Fräulein Fiebiger tat, als merke sie das Verhalten nicht, sie fragte vielmehr die Kinder über Haustiere und Vögel aus, wollte wissen, wer daheim einen Kanarienvogel hatte oder wo Haustiere wären.
Die drei anderen beteiligten sich recht lebhaft, nur Bärbel blieb stumm.
»Nun, Bärbel, weißt du nicht auch ein Haustier? Hund und Katze sind schon genannt. – Wer von euch kennt noch ein Tier, das viel in der Nähe der Menschen lebt?«
»Ein Esel!«
»Gut, – und weiter?«
Die Abcschützen schwiegen.
»Ich denke an ein Tier«, fuhr Fräulein Fiebiger fort, »das immer unsauber ist, das häßliche Laute ausstößt und das sich sehr oft aus seiner Behausung entfernt und, wenn es ihm möglich ist, auf dem Grundstück des Nachbars umherläuft. – Nun, Kinder, was ist das?«
»Ich weiß«, rief Bärbel wie elektrisiert.

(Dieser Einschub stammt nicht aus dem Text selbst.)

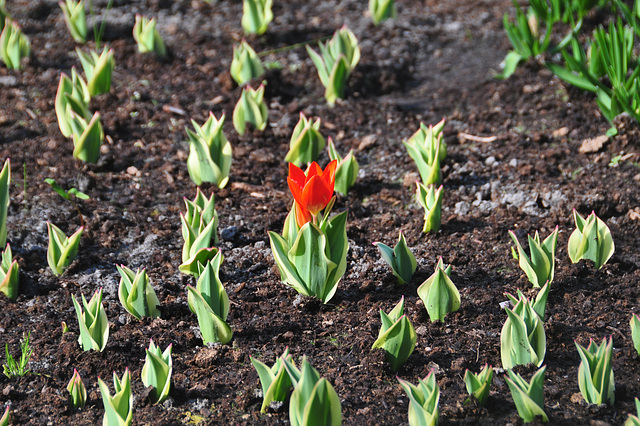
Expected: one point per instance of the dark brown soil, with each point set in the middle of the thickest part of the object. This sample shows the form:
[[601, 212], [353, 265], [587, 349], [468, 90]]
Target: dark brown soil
[[436, 60]]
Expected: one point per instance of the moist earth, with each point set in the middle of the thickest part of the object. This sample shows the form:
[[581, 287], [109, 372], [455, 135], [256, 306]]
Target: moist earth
[[514, 164]]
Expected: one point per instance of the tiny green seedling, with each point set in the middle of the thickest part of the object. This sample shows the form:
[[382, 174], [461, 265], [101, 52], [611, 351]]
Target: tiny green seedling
[[438, 293], [306, 142], [402, 261], [156, 372], [430, 199], [423, 400], [478, 385], [346, 171], [528, 396], [274, 380], [397, 337], [595, 375], [19, 368], [77, 391]]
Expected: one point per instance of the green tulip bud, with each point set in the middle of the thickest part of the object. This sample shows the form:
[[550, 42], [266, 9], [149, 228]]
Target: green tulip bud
[[118, 409], [252, 109], [256, 16], [73, 95], [5, 182], [245, 65], [156, 372], [427, 149], [479, 384], [590, 240], [397, 336], [14, 45], [541, 266], [400, 258], [338, 57], [136, 294], [199, 229], [423, 400], [211, 309], [98, 70], [438, 293], [306, 142], [313, 402], [274, 380], [147, 36], [634, 420], [431, 201], [87, 136], [347, 170], [76, 19], [9, 275], [635, 332], [522, 340], [62, 250], [209, 152], [77, 391], [381, 10], [528, 396], [595, 375], [4, 420], [94, 326]]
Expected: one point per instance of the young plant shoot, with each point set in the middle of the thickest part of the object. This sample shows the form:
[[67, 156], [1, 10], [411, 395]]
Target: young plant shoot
[[251, 109], [256, 16], [93, 323], [590, 240], [14, 45], [156, 372], [209, 152], [438, 293], [347, 170], [540, 266], [478, 385], [77, 391], [118, 409], [381, 10], [136, 294], [397, 337], [147, 36], [97, 70], [72, 96], [522, 340], [635, 332], [76, 19], [62, 250], [18, 368], [313, 402], [337, 58], [311, 253], [9, 275], [199, 230], [595, 375], [5, 182], [423, 400], [209, 301], [528, 397], [427, 149], [402, 261], [430, 199], [274, 380], [306, 142], [246, 64]]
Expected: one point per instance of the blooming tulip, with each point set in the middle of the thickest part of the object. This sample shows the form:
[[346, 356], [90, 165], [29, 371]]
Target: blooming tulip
[[312, 191]]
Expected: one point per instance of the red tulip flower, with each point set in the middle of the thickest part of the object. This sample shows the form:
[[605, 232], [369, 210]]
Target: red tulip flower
[[312, 191]]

»Das ist nett, daß du auch etwas weißt. – Nun?«
»Der Emil!«
»Nicht doch, Bärbel, – der Emil ist doch kein Tier. – Ich meine das Schwein.«
»Der Emil ist ein Schwein«, beharrte die Kleine, »das sagt unser Felix immer.«
»Ein Mensch kann niemals ein Schwein sein, Bärbel. Der Emil kann wohl einmal sehr schmutzig aussehen, aber ein Schwein ist er deshalb nicht, und wenn das dein Felix sagt, hat er unrecht.«
»Der Felix hat aber nicht unrecht«, sagte Bärbel, »der Felix ist groß und weiß alles.«
Fräulein Fiebiger warf einen verzweifelten Blick auf das kleine Mädchen, das solch einen störrischen Eindruck machte; aber sie hoffte durch Nachsicht und Güte auch diese kleine Widerspenstige zu zähmen.
Während sich die anderen drei an den Fragen ziemlich lebhaft beteiligten, saß Bärbel gelangweilt auf ihrem Platze und untersuchte das Tintenfaß. Der klappende Deckel bereitete ihr recht große Freude, und schließlich ging es dauernd: klapp, klapp.
»Halte deine kleinen Finger still, Bärbel, und laß das Tintenfaß in Ruhe.«
»Dir paßt auch gar nichts«, platzte Goldköpfchen ärgerlich heraus, »ich spiele doch!«
»Du hast aber gut aufzupassen und nicht zu spielen.«
»Mir gefällt es aber nicht«, klang es zurück.
»Sitze jetzt ruhig und gib acht.«
Endlich läutete es. Fräulein Fiebiger war froh, daß diese erste und anstrengende Stunde nun glücklich vorüber war.
In der Pause taute Bärbel auf. Als es dann aber wieder an den Unterricht ging, zeigte sich erneut die Falte auf der Stirn des Kindes.
Wieder erschien Fräulein Fiebiger, und Bärbel machte ein recht enttäuschtes Gesicht.
»Kommst du schon wieder?«
»Natürlich, mein Kind, ihr sollt doch allerlei bei mir lernen und klug werden.«
Da man sich in der zweiten Stunde mit Zeichnen beschäftigte, wurde nicht gar zu viel gefragt, weil jedes Kind eifrig mit dem Bleistift beschäftigt war. So verging auch diese Zeit rascher. Es läutete, Bärbel packte hastig zusammen, wurde aber von Fräulein Fiebiger zurückgehalten.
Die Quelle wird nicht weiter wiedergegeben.